Entsorgt wurde auch das Tabu, eine hochqualifizierte akademische Ausbildung dürfe die "Auszubildenden" auf gar keinen Fall Geld kosten. Seit 2006/07 können NRW-Hochschulen Studienbeiträge bis zu 500 Euro pro Semester erheben und die meisten tun es auch. Übrigens - dass es tatsächlich Beiträge sind und nicht Gebühren, was in vielen Ohren ja so sympathisch unsympathisch klingt, ist keine Semantik, sondern basiert allein auf der Abgabenordnung. Diese Beiträge dürfen ausschließlich in die Verbesserung der Lehre fließen und in den vergangenen Monaten wurden schon viele kreative Einsatzmöglichkeiten bekannt. Das geht von ausgeweiteten Bibliotheksöffnungszeiten über Ausstattung und Bau bis zur Aufstockung von Lehrpersonal. Hier kommen sie unmittelbar den Studierenden zugute, da sie als Drittmittel nicht auf die elende Kapazitätsverordnung angerechnet werden. An der Uni Duisburg- Essen wie an der Fachhochschule Münster wurde eine Stiftung eingerichtet, aus deren Erträgen Verbesserung der Lehre ermöglicht, auch ausgewählten Studierenden Stipendien gewährt werden sollen, weitere Hochschulen wollen sich dem anschließen. Allenthalben bemüht man sich um höchstmögliche Transparenz - bis hin zum Online- Portal, zur Akzeptanz trägt zudem bei, dass die Beitragssatzungen im jeweiligen Senat mit Stimmen der studentischen Vertreter beschlossen werden. Dass die Beiträge nicht die von interessierten Kreisen erhoffte Abschreckung bringen, beweist die Abstimmung mit den Füßen.

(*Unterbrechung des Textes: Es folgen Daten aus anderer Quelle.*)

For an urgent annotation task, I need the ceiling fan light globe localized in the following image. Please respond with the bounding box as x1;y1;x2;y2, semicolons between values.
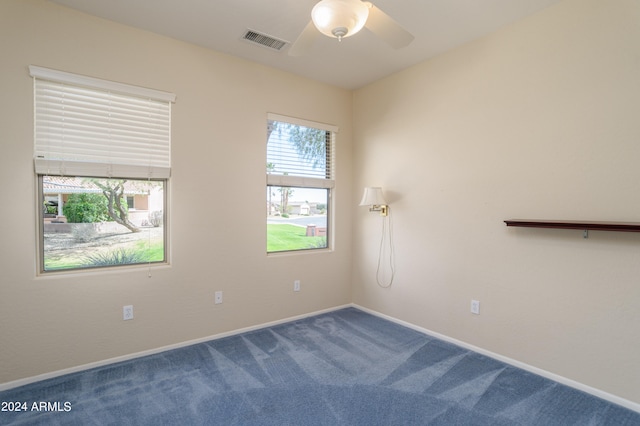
311;0;369;39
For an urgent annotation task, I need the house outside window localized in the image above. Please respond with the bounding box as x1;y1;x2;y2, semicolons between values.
29;66;175;273
266;114;338;253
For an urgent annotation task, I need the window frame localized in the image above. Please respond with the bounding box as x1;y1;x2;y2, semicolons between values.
29;65;176;276
266;113;339;256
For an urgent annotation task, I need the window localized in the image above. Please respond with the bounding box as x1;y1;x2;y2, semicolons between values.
266;114;337;253
29;66;175;273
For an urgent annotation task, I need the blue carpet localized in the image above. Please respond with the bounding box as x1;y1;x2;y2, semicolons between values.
0;308;640;426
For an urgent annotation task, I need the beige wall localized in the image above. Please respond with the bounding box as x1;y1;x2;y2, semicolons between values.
0;0;640;410
353;0;640;403
0;0;353;383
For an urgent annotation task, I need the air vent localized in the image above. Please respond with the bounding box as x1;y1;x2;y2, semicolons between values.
242;30;289;50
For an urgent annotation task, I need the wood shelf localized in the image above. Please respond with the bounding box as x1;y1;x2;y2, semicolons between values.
504;219;640;237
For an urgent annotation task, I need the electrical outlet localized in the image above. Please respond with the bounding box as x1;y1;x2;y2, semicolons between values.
122;305;133;321
471;300;480;315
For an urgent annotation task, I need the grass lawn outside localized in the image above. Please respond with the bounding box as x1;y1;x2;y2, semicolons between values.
267;224;327;253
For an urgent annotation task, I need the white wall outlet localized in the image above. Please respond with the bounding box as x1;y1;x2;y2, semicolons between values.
122;305;133;321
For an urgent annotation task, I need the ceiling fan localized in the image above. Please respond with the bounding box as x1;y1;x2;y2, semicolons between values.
289;0;413;56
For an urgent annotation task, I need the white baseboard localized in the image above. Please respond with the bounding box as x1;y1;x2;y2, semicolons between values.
351;303;640;413
0;304;352;392
0;303;640;413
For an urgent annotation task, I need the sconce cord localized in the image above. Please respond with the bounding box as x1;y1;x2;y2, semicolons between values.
376;212;395;288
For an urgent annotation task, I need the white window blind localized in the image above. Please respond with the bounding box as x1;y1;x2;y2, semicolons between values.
29;66;175;178
267;114;338;188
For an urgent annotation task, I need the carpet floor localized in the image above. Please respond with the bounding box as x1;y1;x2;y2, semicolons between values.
0;308;640;426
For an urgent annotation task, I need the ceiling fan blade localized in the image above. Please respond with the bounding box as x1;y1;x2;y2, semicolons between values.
364;5;414;49
289;21;320;56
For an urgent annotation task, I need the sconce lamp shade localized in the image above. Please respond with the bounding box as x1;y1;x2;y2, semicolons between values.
311;0;369;40
360;186;387;206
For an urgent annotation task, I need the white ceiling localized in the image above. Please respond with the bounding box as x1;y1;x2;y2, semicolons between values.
52;0;561;89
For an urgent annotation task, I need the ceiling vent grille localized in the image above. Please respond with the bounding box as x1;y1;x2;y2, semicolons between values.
242;30;288;50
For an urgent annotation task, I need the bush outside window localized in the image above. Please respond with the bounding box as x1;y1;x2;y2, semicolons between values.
39;176;166;272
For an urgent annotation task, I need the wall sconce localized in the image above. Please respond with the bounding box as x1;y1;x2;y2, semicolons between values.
360;186;389;216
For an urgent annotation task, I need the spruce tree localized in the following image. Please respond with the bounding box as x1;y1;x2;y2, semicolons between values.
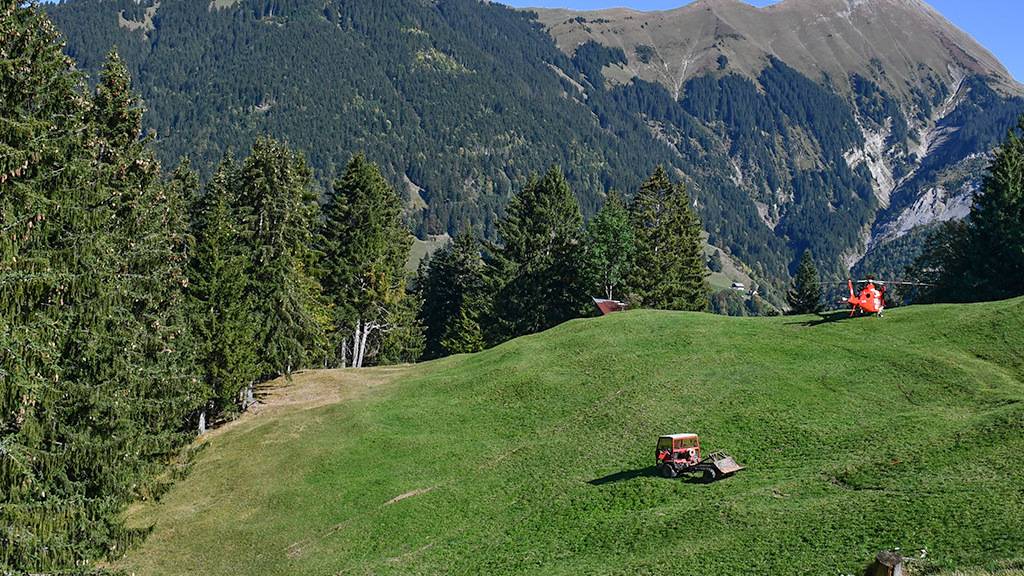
237;137;330;377
967;117;1024;299
708;250;724;272
909;117;1024;301
584;193;636;299
630;166;708;311
785;249;822;314
0;20;197;572
417;232;487;359
492;163;590;340
319;155;421;368
187;159;260;416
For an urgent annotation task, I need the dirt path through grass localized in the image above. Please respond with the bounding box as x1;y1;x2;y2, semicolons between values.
197;365;413;443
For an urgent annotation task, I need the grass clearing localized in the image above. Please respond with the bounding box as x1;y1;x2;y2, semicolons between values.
118;299;1024;575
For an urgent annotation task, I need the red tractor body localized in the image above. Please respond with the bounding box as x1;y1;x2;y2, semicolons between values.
654;434;743;482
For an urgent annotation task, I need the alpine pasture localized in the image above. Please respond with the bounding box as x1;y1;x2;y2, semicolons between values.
115;299;1024;575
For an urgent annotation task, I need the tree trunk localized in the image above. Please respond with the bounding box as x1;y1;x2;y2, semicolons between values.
352;320;362;368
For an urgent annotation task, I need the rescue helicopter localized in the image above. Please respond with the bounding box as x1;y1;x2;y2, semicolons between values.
841;276;932;318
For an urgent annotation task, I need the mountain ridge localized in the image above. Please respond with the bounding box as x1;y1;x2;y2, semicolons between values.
529;0;1024;265
45;0;1024;295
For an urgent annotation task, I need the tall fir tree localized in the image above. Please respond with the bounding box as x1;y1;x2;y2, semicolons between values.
489;163;589;341
321;154;422;368
237;137;330;377
417;231;488;359
910;118;1024;301
785;249;822;314
187;158;260;417
584;193;636;299
630;166;709;312
0;20;196;572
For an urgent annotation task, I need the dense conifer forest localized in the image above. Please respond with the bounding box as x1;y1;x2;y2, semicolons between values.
0;1;1024;573
48;0;1024;295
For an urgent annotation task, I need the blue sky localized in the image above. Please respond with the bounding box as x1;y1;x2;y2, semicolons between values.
501;0;1024;82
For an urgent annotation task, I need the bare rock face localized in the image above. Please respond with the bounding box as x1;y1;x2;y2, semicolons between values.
538;0;1024;265
537;0;1022;95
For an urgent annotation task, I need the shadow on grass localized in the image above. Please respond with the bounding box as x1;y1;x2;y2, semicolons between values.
786;310;856;328
587;466;658;486
587;466;708;486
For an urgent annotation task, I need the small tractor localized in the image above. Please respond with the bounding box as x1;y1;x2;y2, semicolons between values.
654;434;743;482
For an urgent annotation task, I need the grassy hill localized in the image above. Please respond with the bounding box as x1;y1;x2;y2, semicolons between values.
118;299;1024;575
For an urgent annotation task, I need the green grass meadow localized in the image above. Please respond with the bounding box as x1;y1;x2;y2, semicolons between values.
115;299;1024;575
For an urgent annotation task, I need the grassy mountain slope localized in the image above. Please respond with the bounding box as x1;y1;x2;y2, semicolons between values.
119;299;1024;575
537;0;1024;275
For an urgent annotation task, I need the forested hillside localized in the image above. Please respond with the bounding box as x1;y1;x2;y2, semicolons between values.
49;0;1024;295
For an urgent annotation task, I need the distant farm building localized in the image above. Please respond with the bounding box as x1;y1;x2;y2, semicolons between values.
593;298;626;316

Der zweite revolutionäre Umbruch

Die Hochschullandschaft NRW ist in einem zweiten tiefgreifenden, nachgerade revolutionären Umbruch begriffen. Der erste brachte in den 60er/70er Jahren eine explosionsartige quantitative Ausweitung, der zweite legt das Augenmerk auf Klasse, der sich derzeit immer noch vergrößernden Masse zum Trotz. Dass Quantität kein Ausschlusskriterium für Qualität sein muss, ist eine Herausforderung. Dass NRW-Hochschulen die damit unmittelbar verknüpfte Idee des Wettbewerbs erfolgreich umsetzen, beweist die internationale Resonanz, auch und gerade bei deutschen Wissenschaftlern im Ausland. Elmar Weiler kommentiert diese jüngste Entwicklung lakonisch: "NRW hatte ja auch Nachholbedarf."

Über den Autor
Rolf-Michael Simon ist Ressortleiter für Wissenschaft und Bildung der in Essen erscheinenden Neue Ruhr/Neue Rhein Zeitung.